Performance of prior event rate ratio method in the presence of differential mortality or dropout

Abstract

Purpose: Prior event rate ratio (PERR) method was proposed to control for measured or unmeasured confounders in real-world evaluation of effectiveness and safety of medical treatments using electronic medical records data. A widely cited simulation study showed that PERR estimate of treatment effect was biased in the presence of differential morality/dropout. However, the study only considered one specific PERR estimator of treatment effect and one specific scenario of differential mortality/dropout. To enhance understanding of the method, we replicated and extended the simulation to consider an alternative PERR estimator and multiple scenarios. Methods: Simulation studies were performed with varying rate of mortality/dropout, including the scenario in the previous study in which mortality/dropout was simultaneously influenced by treatment, confounder and prior event and scenarios that differed in the determinants of mortality/dropout. In addition to the PERR estimator used in the previous study (PERRPrev) that involved data form both completers and non-completers, we also evaluated an alternative PERR estimator (PERRComp) that used data only from completers.

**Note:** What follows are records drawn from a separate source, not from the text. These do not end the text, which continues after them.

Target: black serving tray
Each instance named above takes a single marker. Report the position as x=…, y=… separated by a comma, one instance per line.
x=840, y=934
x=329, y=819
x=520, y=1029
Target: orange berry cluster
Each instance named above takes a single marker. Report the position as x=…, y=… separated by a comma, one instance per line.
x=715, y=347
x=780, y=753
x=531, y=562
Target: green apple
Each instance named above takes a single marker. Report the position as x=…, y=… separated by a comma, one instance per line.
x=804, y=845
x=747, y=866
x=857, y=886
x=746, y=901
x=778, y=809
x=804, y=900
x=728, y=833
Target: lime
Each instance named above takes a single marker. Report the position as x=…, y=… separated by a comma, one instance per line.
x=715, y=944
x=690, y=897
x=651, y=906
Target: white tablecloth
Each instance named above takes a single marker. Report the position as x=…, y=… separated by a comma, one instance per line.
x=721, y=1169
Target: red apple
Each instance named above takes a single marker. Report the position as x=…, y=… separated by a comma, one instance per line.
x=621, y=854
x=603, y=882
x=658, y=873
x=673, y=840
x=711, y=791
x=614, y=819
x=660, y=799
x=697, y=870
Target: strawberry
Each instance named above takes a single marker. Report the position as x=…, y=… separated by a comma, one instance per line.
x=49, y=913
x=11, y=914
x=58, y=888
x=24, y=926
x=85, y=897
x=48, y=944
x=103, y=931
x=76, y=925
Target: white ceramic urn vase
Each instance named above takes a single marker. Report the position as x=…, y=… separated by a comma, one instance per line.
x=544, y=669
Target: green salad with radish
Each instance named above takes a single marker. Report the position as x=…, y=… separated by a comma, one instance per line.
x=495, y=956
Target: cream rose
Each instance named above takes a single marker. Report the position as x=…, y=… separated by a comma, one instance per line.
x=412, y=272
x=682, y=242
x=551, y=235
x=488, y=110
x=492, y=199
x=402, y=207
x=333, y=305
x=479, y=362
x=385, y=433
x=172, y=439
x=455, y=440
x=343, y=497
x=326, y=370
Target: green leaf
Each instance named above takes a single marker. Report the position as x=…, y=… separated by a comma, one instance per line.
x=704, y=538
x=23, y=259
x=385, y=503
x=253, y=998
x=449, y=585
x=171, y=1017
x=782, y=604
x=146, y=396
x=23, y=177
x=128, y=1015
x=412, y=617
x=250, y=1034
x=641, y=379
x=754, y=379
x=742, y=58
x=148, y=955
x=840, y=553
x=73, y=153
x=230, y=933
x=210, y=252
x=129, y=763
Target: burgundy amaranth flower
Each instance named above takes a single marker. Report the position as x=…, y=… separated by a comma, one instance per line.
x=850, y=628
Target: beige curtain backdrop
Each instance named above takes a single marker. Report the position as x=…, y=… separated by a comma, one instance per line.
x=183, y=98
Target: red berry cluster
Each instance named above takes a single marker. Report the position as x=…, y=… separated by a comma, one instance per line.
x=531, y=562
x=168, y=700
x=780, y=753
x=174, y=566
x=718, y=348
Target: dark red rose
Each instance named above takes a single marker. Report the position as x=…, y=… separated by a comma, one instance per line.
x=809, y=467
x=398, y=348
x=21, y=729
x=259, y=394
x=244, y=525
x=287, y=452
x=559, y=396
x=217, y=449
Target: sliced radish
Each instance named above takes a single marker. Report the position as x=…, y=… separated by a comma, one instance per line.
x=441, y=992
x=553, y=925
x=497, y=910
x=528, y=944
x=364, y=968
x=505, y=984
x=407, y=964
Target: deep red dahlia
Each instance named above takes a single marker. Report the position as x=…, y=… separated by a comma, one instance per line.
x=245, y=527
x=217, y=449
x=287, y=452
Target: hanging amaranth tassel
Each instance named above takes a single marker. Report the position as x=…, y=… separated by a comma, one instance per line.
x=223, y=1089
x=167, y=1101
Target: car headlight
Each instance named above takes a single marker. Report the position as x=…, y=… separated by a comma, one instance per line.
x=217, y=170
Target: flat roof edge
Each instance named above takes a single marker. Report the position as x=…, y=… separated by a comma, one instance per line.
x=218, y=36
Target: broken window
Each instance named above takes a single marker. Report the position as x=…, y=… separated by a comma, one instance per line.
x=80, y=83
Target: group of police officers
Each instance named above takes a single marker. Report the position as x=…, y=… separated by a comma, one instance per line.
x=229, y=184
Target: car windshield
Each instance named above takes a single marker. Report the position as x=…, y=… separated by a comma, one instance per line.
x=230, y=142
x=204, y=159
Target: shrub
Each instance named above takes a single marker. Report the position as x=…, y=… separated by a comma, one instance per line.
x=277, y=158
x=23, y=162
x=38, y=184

Results: The bias of PERRPrev in the previously considered mortality/dropout scenario was replicated. Bias of PERRComp was only about one-third in magnitude as compared to that of PERRPrev in this scenario. Furthermore, PERRPrev did but PERRComp did not give biased estimates of treatment effect in scenarios that mortality/dropout was influenced by treatment or confounder but not prior event. Conclusion: The PERR is better seen as a methodological framework within which there is more than one way to operationalize the estimation. Its performance depends on the specific operationalization. PERRComp provides unbiased estimates unless mortality/dropout is affected by prior event.